Unlike books authored by World War II veterans/POWs and renowned journalists who mainly highlighted the contribution and sacrifices of the Allied Forces, Revisiting the Death Railway: The Survivors’ Accounts provides more space for the Asian workers, especially those from Malaya then; as narrated by survivors/eye-witnesses of the Siam-Burma Death Railway during interviews with the author (2005-2013). This book also focuses on the intense trauma and hardship experienced by the general populace as a result of the Japanese invasion of Malaya and the communist insurgency thereafter as related by two prominent personages who had worked for the Japanese railway administration then.
The content of this book not only shed more light on the dreadful events during railway construction but also the unhygienic living conditions, food shortage, serious illnesses and brutal treatment of Asian workers by the captors that led to the daily deaths of workers in almost all the 70 odd camps and work sites. The information on events that transpired more than seven decades ago will certainly create greater interest, better understanding and awareness among the present generation, especially the next-of-kin of victims and those with ingrained passion for history to appreciate the relentless contribution and sacrifice by the unsung heroes who deserve to be revered in the annals of history.

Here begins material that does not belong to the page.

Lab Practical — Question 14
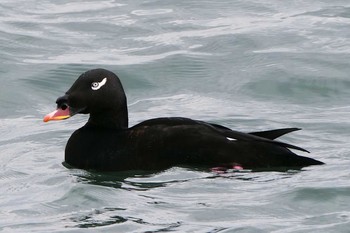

Little is known among the newer generation of the suffering of the previous generations during the Japanese occupation of Malaya from 1941 to 1945. Focusing on the appalling conditions experienced by the survivors who were brought to work on the hellish Siam-Burma railway construction, infamously known as the Death Railway, Sasidaran has investigated and brought to the fore the long-term effects of the event on their socioeconomic status and psychological state. As a historian, what especially attracts me is the oral history technique employed, predominantly through interviews with some of the survivors involved with the Japanese occupiers during the railway construction. Admittedly, oral history is a little-used historical methodology that has increasingly become dormant, if not forgotten, in Malaysian history writing in recent years. The author’s attempt to utilize it in this work is, therefore, commendable.
The author’s primary purpose in taking up this work of historical value is mainly driven by his desire to instill awareness among the public of the unfortunate situation into which Asian laborers, particularly from Malaya, were dragged by the Japanese Imperialists. The enormity of the Thai-Burma railway project made it necessary for the Imperial army to forcibly conscript a huge workforce for the construction, consisting of some 62,000 prisoners of war (POWs) and more than 200,000 Asian civilians from Thailand, Burma, Malaya, French Indochina, and the Indonesian archipelago. The construction brought much pain and suffering to both the POWs and the civilians.
The death toll was incredibly high, estimated to be in the tens of thousands. Even so, there has been little acknowledgment given to the Asians, especially those from Malaya, although they formed a great proportion of the workforce. Many died as a result of strenuous labor, malnutrition, and ill-treatment by the Japanese, as the author reminds us of the survivors’ narration of these disturbing facts. He has also been able to capture their plight through first-hand accounts gathered from interviews. The author’s work is, in this regard, a tribute to their painful sacrifice and a remembrance of their tragic past. Readers would be moved by the stories contained in this work.
The author’s emotional connection to the subject is visible throughout the book. The reason is that the author was old enough to witness the coming of the Japanese to the country and the subsequent forcible labor conscription. He also witnessed his own father being recruited for the Death Railway construction and the saddening condition of his father upon his return to the country. All these have made it not merely task but also a responsibility on his part to call attention to the horrific episode of the railway construction and unspeakable torture the survivors suffered.